I started my Construction 1A Course on Wednesday and I am stoked. It is really basic, and fortunately I do know some of the terminology and techniques involved already, so I think I will be OK. Put it this way, I was way more worried about passing the Built Green exam and that turned out OK.
What's exciting is knowing that in a few weeks' time I will be able to put together a set of drawings for a house. That's the thing with BCIT courses - you start out wondering how you will ever learn everything on the course schedule, but by around week 9 you think "wow, look how much we've learned!".

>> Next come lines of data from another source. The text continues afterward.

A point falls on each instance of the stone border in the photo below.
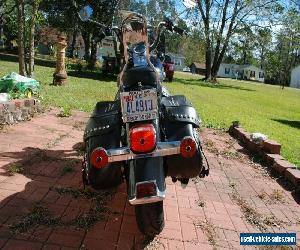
(269, 150)
(19, 110)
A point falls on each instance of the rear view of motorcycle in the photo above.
(145, 134)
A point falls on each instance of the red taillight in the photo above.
(99, 158)
(188, 147)
(142, 138)
(145, 189)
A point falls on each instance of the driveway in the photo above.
(43, 204)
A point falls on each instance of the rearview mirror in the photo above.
(85, 13)
(190, 4)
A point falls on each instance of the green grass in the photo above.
(259, 107)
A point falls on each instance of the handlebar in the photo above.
(168, 24)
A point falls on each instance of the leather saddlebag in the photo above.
(179, 120)
(103, 130)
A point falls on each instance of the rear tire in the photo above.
(150, 218)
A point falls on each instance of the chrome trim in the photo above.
(161, 195)
(125, 154)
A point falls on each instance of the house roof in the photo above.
(199, 65)
(240, 67)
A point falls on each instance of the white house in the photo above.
(246, 72)
(295, 78)
(178, 61)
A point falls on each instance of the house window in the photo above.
(227, 71)
(178, 62)
(261, 75)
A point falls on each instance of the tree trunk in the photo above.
(1, 27)
(60, 74)
(73, 43)
(93, 59)
(21, 49)
(87, 45)
(31, 37)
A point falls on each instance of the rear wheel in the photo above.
(150, 218)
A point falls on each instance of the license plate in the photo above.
(139, 105)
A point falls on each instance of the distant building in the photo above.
(295, 78)
(198, 68)
(178, 61)
(244, 72)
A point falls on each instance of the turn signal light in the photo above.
(145, 189)
(99, 158)
(188, 147)
(142, 138)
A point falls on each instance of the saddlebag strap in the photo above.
(105, 118)
(178, 109)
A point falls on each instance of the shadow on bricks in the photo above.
(43, 202)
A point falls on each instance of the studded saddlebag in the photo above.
(103, 130)
(180, 119)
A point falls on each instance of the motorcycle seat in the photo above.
(146, 75)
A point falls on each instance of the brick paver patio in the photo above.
(42, 205)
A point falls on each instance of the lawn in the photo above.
(259, 107)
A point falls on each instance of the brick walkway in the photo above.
(43, 206)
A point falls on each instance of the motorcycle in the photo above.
(145, 134)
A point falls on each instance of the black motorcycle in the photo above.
(145, 134)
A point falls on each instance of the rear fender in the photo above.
(147, 170)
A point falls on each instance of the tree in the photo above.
(221, 19)
(21, 36)
(194, 51)
(264, 42)
(34, 12)
(6, 8)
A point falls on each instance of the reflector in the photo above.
(99, 158)
(142, 138)
(145, 189)
(188, 147)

We saw a house on the Extreme Homes TV show today. It's in Phoenix, AZ so obviously a whole other weather area, however, it was exactly how I would build the main cabin if budget permits. It's built into the rock of a mountain, and it would work fantastically on our gully site. The trick, they said, was to cut a laser line into the rock to the depth of around 3" and then scribe the glazing into it using lots of silicone. The end result is a rock wall inside the house, which merges seamlessly into the rock. Wish I had a pic of it to stick in my design sketch book.

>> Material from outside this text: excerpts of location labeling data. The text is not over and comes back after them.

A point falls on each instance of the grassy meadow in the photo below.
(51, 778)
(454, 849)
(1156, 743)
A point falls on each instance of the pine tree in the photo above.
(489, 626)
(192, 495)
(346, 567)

The latest Dwell mag features a house in California with stunning bare concrete floors. That's it at the top of this posting. It also has the front door I dream of having. Sooo... how do we make THIS happen? It would help to have accurate site measurements on the main building site. We haven't done this yet. We actually started doing a site map for the teeny cabin site: we did it on the visit earlier this year when Delia gave us a ride. It's a standing joke between us now. I took ONE measurement to avoid having to cut down a scrawny young arbutus tree and the joke is that even though I only took one measurement, I drew the dimension incorrectly... the 10' is to the FRONT of the rock, not the back. That's it.